Gemma 4 Challenge: Build With Gemma 4 Submission

title: Gemma Forge: Local AI Without the Setup Wall
published: false
description: A local Gemma 4 work harness that turns local AI into a guided, inspectable project workspace.
tags: devchallenge, gemmachallenge, gemma, localai
cover_image: https://raw.githubusercontent.com/TheRefreshCNFT/gemma-forge/main/docs/submission-media/screenshots/current/01-forge-harness-overview.png

This is a submission for the Gemma 4 Challenge: Build with Gemma 4

Gemma Forge harness overview

What I Built

Gemma Forge is a local Gemma 4 work harness that makes local AI useful before the user has to understand the machinery.

The goal is simple: everyone should be able to use local AI. Gemma Forge opens that door by putting Gemma 4 behind a guided workbench instead of a setup wall.

On first launch, Gemma Forge scans the user's machine, checks Ollama and model readiness, installs or verifies the local toolchain, stages bundled skills, and opens a project-focused workspace. From there, the user can describe what they want done in plain language. Gemma Forge turns that request into protocol cards for context, planning, execution, code intelligence, verification, and handoff.

Most consumers do not need to manage elaborate memory systems. They need useful work completed. Most businesses do not need extra ceremony either. They need planning, execution, testing, evaluation, delivery, and a clean handoff. Gemma Forge lets the user give the local model a direction, add the skills the project needs, and let the harness keep the work scoped, observable, and verifiable.

Gemma Forge comes pre-fueled with bundled skills for planning, code writing, UI/UX, scraping, PDF work, MCP servers, codebase search, structural analysis, and handoff discipline. Need more fire? Drop in a skill. If the user does not know how to create one, Gemma Forge maintenance mode can help scaffold, stage, and verify a new skill through a controlled allowlist flow.

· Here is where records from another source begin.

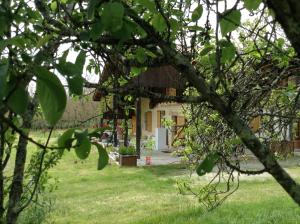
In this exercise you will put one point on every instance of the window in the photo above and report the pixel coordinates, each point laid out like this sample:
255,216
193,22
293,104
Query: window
160,116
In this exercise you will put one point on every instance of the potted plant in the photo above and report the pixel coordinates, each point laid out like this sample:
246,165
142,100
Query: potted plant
128,156
149,146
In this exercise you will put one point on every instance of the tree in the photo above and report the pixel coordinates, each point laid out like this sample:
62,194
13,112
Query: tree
201,39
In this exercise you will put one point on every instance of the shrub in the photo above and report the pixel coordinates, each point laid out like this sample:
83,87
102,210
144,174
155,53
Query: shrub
130,150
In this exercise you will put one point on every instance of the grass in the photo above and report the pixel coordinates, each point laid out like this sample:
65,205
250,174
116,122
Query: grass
148,195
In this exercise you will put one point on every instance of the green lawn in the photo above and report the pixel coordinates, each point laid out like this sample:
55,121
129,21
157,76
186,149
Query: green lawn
148,195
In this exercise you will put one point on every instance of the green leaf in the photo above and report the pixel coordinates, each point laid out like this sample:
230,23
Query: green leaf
112,16
149,4
103,157
96,30
53,6
51,95
159,23
18,100
80,61
43,40
75,85
252,4
197,13
91,8
230,20
141,56
206,50
228,51
66,68
65,140
83,149
3,79
207,164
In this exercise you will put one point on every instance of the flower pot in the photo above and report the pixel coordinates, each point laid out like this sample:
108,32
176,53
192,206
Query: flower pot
128,160
148,160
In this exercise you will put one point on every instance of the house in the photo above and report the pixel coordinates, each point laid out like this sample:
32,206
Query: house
150,117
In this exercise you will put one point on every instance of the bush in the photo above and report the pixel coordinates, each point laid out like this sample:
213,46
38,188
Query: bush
123,150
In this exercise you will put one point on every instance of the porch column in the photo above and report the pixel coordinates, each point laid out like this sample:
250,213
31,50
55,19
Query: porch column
138,127
126,131
115,111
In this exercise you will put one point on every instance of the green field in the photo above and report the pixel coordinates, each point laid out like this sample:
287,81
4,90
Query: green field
150,195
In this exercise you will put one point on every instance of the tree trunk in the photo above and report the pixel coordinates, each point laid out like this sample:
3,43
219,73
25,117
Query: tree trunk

The project is built in the open-source spirit of Gemma 4: local, inspectable, extensible, and practical for people who want AI they can run and adapt on their own machine.

Demo

Demo media and screenshots are available in the repository:

https://github.com/TheRefreshCNFT/gemma-forge/tree/main/docs/submission-media

https://github.com/TheRefreshCNFT/gemma-forge/releases/download/contest-video-20260524-232825/gemma-forge-contest-demo-20260524-232825.mov

Here is the product flow I would show in the walkthrough:

  1. Launch Gemma Forge and show the workspace scan.
  2. Show Forge Engine readiness and the selected Forge Brain.
  3. Start a no-directory project from a plain-language goal.
  4. Run Full Forge with Human Verify off.
  5. Watch Project Context, GSD Planning, Project Execution, Verification, and Handoff move through the protocol cards.
  6. Open the generated artifact.
  7. Show Settings with model route proof and local error visibility.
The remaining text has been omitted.